Warszawa w „Sojusznikach”. Polacy oburzeni
Tak, Polska okazuje się kluczowym punktem na trasie bohaterów. Już w pierwszych minutach słyszymy o eskalującym w Polsce kryzysie uchodźczym. Potem kilkukrotnie pojawia się temat tajnej bazy CIA w Warszawie – to właśnie tam bohaterowie szukają schronienia. Kryjówka okazuje się czymś w rodzaju surrealistycznego labiryntu, ukrytego pod szyldem firmy wydobywczej – z tajnymi przejściami, miniwindą i całym arsenałem.

Choć sceny kręcono w Longcross Studios w Wielkiej Brytanii i w Serbii, na ekranie widzimy panoramę stolicy.

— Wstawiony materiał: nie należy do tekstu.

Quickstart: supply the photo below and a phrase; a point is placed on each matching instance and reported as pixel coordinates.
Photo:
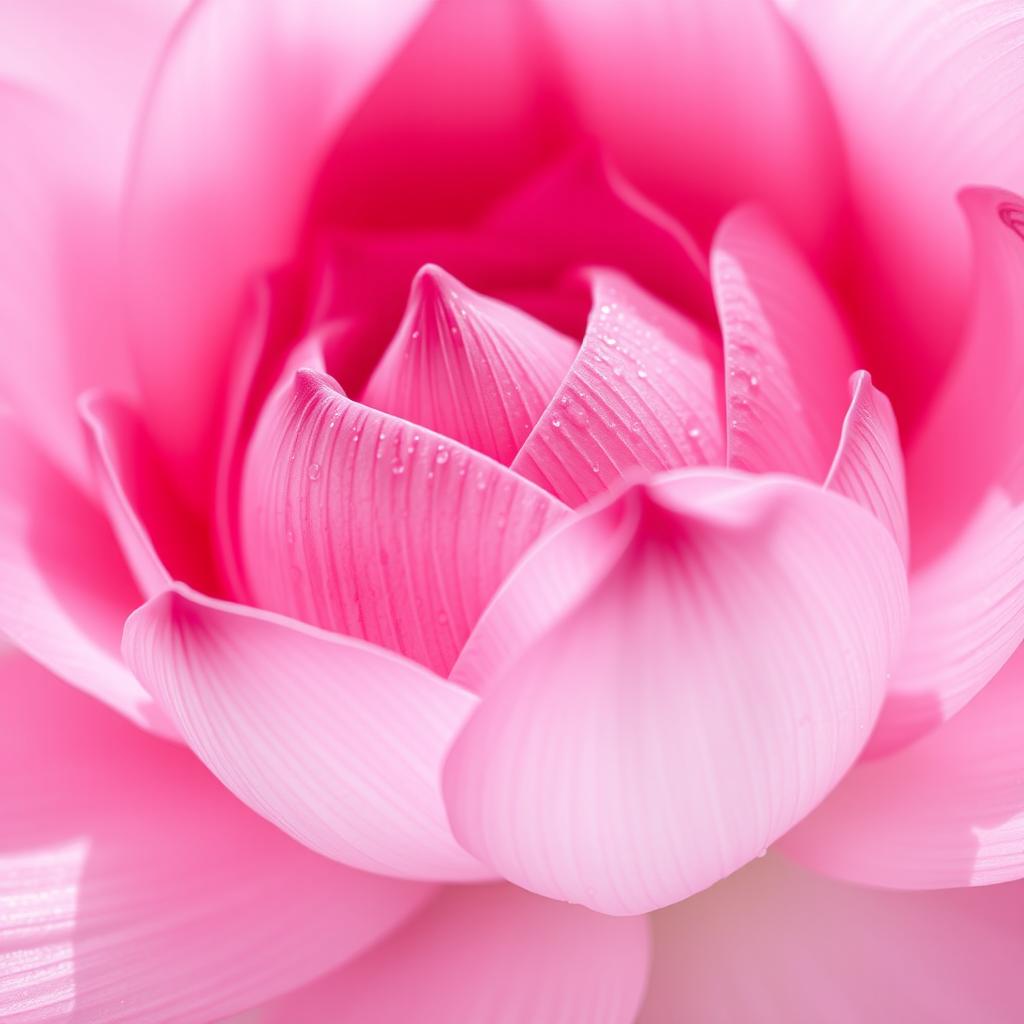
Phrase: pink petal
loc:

To właśnie ten wątek wzbudził najwięcej emocji wśród polskich widzów. Film zebrał umiarkowane recenzje – 68 proc. od krytyków i 82 proc. od widzów na Rotten Tomatoes – ale na rodzimym Filmwebie zaroiło się od komentarzy krytykujących sposób, w jaki przedstawiono Warszawę.
„Pola na Białorusi wyglądały lepiej niż pokazana Warszawa kręcona w Serbii. (…) Cóż tak się utrwala stereotypy o Polsce – jakimś zaściankowym kraju”, „Czy tylko mnie doprowadza do białości kolejne przedstawianie Warszawy jako kraju Trzeciego Świata, z architekturą lat 70. i graffiti wszędzie? Taką wizję Polski zgadzamy się pokazywać całemu światu?! Mamy masę nowoczesnej i czasem i pięknej architektury!”, „Razi obraz Warszawy” – piszą polscy widzowie.

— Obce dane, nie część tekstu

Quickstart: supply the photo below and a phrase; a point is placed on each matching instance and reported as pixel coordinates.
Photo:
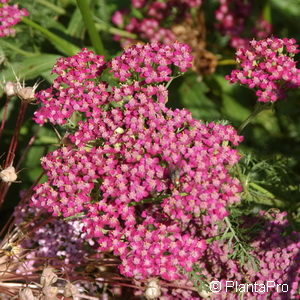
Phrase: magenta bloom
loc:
(268, 67)
(10, 15)
(139, 172)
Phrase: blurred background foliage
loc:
(270, 164)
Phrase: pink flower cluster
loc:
(10, 15)
(138, 171)
(268, 67)
(154, 25)
(232, 16)
(151, 62)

Nie zabrakło też teorii spiskowych – niektórzy doszukują się w tym wpływu pochodzenia reżysera („Czego spodziewać się po rosyjskim reżyserze?”). Pojawiły się też głosy bardziej gorzkie: „Polska przedstawiona jak biedny komunistyczny kraj, bardzo dużo nielogicznej głupoty. Przecież w Polsce wystarczyłoby zawiadomić policję”.
Z drugiej strony znaleźli się też widzowie z większym dystansem. „A ja się cieszę, że pokazują Polskę jak Trzeci Świat. Dzięki temu wiadomo, że nie należy tu przyjeżdżać” – ironizował jeden z komentujących. „Jedynym pozytywem filmu jest to, że świat dowiedział się o istnieniu w Warszawie Mostu Gdańskiego” – stwierdził z kolei z przekąsem krytyk Marcin Pietrzyk z Filmwebu.
Jeden z widzów podkreśla jednak, że „Sojusznicy” to celowo przerysowana komedia sensacyjna. Nawet Amerykanie nie zostali potraktowani ulgowo – Air Force One zostaje zestrzelony, a amerykański prezydent musi uciekać na piechotę przez pola.
„Rosjanie jako najgorsi z najgorszych. W Zadarze w Chorwacji (…) również ukazana rudera. To komedia, miał być klimat chowania się prezydenta po biedniejszych zaułkach, tak zrobiono. Komercyjny film komediowy to nie laurka dla jednego z zawartych w fabule państw, nikt na to nie zwraca uwagi. (…) Trochę pewności siebie i dystansu” – stwierdził internauta.
Pytanie, czy taki wizerunek Polski szkodzi, czy po prostu wpisuje się w konwencję lekkiej, przerysowanej rozrywki, pozostaje otwarte. Pewne jest jedno – o Warszawie robi się głośno.